One would really have to ask why bash your brains out to get to the So. Pacific when so many other good cruising grounds exist? After 12 years of sailing west, and being confronted with the age old problem of returning west, I decided to enjoy what was in front of me. It I wanted to get back to the west coast from here, Malaysia, I'd continue West across the Indian Ocean and up the Atlantic , through the ditch and out into the Pacific. I'd skip the trip back to Mexico, continue on to the Galapagos and then onwards to the Marquesas, Tuamotous and french Polynesia etc.

As far as you above route planning goes. You'd need to exit SEA quite a bit earlier. Making your way down the East coast of Australia is no cake walk. Bashing in 15-25 knots of trades, behind the reef and next to the land, not easy. There is a very narrow weather window in I think November that the Aussies will use to get down the coast, usually a fickle northerly that in some years never develops.

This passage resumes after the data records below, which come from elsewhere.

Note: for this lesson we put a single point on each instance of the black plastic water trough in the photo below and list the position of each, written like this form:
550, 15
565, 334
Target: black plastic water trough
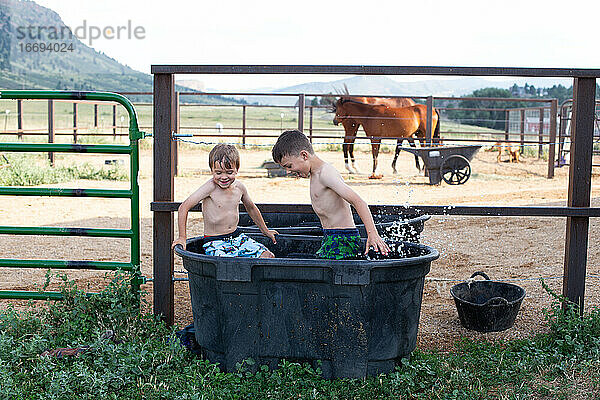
487, 306
400, 227
358, 317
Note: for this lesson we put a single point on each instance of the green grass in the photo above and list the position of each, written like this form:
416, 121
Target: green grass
143, 360
30, 170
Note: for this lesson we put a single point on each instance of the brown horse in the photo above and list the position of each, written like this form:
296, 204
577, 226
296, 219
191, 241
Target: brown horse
351, 125
381, 121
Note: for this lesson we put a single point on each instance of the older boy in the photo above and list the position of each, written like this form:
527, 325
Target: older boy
330, 197
220, 197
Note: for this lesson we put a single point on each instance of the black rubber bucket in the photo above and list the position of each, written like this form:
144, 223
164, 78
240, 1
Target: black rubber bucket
352, 318
398, 227
487, 306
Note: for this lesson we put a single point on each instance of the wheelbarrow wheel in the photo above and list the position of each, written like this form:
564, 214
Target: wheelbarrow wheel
455, 170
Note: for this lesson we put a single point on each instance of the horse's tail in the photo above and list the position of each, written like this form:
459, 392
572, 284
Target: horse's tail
436, 131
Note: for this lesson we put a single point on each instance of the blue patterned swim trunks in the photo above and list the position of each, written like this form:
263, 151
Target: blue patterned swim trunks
339, 244
234, 244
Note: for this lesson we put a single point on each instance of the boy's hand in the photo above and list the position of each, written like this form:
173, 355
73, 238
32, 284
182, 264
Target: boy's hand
271, 234
375, 241
177, 241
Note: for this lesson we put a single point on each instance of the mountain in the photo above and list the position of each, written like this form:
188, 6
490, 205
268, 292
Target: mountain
382, 85
38, 51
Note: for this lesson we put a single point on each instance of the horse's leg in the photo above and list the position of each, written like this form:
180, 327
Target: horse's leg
411, 141
351, 149
375, 143
348, 146
398, 144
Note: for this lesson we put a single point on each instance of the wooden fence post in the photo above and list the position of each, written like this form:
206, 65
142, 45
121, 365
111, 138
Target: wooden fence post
176, 130
20, 119
244, 126
114, 122
429, 133
301, 112
580, 179
163, 223
507, 125
522, 131
51, 128
541, 133
311, 108
75, 122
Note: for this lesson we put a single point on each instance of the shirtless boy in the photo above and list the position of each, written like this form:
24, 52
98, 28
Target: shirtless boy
330, 197
220, 197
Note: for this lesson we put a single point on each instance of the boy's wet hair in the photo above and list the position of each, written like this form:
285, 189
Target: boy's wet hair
290, 143
225, 154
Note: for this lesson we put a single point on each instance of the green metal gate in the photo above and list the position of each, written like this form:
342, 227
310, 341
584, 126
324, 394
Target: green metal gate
133, 266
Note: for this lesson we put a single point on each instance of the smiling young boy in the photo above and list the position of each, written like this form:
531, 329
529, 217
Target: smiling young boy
330, 197
220, 197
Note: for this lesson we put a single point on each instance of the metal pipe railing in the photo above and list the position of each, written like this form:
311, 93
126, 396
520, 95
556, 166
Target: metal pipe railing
133, 193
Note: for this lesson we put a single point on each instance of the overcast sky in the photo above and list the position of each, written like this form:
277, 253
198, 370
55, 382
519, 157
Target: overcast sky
509, 33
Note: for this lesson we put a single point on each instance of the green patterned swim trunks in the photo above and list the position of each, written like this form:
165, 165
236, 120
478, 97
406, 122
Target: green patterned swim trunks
338, 244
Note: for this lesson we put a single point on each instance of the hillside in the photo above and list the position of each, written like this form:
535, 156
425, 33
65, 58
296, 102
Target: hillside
382, 85
24, 24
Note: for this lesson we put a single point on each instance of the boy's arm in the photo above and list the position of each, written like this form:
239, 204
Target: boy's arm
335, 182
182, 212
255, 214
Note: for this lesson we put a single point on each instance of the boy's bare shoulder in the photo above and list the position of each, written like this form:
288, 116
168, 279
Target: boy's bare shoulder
328, 172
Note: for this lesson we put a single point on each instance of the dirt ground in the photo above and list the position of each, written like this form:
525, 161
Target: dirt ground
520, 249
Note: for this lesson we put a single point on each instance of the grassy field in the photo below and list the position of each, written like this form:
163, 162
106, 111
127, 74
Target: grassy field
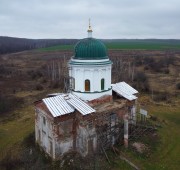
127, 45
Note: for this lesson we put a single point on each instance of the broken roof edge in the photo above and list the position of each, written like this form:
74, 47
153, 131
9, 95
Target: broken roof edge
125, 90
66, 103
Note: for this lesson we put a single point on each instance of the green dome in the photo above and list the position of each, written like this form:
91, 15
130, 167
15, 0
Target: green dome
90, 49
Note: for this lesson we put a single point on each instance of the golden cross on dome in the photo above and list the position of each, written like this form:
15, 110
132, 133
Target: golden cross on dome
89, 30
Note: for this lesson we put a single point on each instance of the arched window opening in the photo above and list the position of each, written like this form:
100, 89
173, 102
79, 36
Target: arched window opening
87, 85
102, 84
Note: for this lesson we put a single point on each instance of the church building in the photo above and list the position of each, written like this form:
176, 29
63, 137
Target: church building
94, 114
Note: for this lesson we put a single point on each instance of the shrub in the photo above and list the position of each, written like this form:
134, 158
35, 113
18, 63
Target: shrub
8, 103
39, 87
178, 86
162, 96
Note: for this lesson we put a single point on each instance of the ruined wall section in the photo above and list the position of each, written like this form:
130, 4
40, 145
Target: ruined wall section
44, 131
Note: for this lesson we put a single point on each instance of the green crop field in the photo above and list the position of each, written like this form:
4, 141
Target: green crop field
127, 45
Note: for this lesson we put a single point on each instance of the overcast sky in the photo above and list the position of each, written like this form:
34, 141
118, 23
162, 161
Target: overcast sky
109, 18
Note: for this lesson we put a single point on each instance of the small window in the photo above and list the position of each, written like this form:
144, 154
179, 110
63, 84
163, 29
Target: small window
44, 120
87, 85
102, 84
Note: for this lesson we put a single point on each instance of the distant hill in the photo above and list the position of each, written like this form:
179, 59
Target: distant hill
11, 44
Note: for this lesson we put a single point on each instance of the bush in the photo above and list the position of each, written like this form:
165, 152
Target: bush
140, 77
163, 96
39, 87
8, 103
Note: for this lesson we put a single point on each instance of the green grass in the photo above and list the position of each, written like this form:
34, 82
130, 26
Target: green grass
165, 154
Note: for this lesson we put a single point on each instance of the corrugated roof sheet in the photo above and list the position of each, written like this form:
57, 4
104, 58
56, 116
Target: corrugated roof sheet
58, 106
125, 90
66, 103
80, 105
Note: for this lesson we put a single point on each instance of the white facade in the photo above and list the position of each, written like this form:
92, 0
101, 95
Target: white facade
97, 72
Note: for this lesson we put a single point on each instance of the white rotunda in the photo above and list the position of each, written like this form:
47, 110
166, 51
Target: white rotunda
90, 69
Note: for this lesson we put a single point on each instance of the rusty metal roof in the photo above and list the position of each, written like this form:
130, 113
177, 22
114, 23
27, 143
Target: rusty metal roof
58, 106
66, 103
125, 90
80, 105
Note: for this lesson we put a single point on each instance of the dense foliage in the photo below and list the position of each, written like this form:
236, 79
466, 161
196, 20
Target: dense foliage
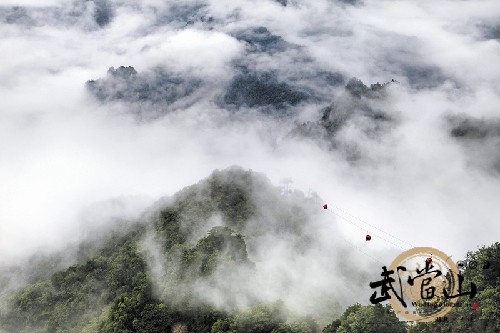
112, 288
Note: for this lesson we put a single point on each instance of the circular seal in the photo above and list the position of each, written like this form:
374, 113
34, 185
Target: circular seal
422, 284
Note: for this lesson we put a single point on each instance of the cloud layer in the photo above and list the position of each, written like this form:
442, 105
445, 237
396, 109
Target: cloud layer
133, 100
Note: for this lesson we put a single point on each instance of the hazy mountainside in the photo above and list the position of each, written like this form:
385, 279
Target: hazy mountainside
190, 266
155, 275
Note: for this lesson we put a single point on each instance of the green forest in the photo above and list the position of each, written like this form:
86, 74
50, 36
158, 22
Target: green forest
111, 289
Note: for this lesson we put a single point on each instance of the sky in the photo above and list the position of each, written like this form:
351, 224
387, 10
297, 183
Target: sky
261, 85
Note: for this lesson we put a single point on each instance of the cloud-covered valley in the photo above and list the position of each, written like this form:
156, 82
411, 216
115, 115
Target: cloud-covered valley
388, 110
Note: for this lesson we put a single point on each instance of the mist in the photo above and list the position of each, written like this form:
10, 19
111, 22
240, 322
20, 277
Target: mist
84, 141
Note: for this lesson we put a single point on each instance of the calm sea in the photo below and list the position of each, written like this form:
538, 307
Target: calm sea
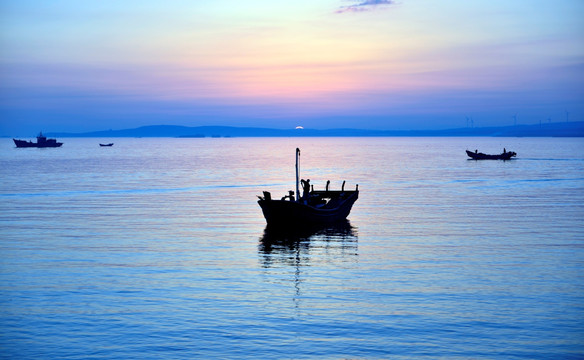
156, 249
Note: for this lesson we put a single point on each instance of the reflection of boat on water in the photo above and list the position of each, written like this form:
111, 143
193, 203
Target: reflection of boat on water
313, 207
505, 155
42, 142
278, 235
295, 252
277, 245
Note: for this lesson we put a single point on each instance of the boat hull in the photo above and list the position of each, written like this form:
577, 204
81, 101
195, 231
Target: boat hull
30, 144
481, 156
291, 213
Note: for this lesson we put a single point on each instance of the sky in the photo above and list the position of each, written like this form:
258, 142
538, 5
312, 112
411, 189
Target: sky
76, 66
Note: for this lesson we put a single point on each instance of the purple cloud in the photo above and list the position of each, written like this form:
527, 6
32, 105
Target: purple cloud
365, 5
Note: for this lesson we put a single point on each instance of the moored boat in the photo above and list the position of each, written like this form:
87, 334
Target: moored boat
42, 142
312, 208
505, 155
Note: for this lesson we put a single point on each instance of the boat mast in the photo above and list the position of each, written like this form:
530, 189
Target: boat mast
297, 175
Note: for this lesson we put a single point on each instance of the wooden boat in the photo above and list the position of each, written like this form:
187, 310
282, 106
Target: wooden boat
42, 142
312, 208
505, 155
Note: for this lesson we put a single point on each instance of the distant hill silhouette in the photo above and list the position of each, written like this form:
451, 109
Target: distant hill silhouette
563, 129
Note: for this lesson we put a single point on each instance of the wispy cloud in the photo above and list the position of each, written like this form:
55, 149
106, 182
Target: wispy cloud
365, 5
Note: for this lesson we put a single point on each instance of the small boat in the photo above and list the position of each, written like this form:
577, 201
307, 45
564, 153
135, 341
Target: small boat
505, 155
42, 142
314, 207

Sailing up this coast was some of the best trade wind sailing ever, going against it, yuk! You might not need to go to NZ on this passage depending on how tough you realyl are. Some folks leave the SE Australian coast and make Tahiti, very hard wind sailing, very few attempt. Even those that start in NZ for Tahiti have a rough time of it. As for the last part, have known a few folks who have gone from Tahiti to Kiribas and then to Hawaii. The last portion on to the USA pretty staitforward. I think you'd be looking at a lot more then a year journey, what with breakdowns, recovery times and then being in so many fantastic places. Most folks have either sold their boats, shipped them home or continue Westwards. While I loved the South Pacific, I can't see any reason to "bash" to get back there. To many other interesting place downwind of me.

Bllly- where was your photo taken? I think that is a pretty cool shot!


----------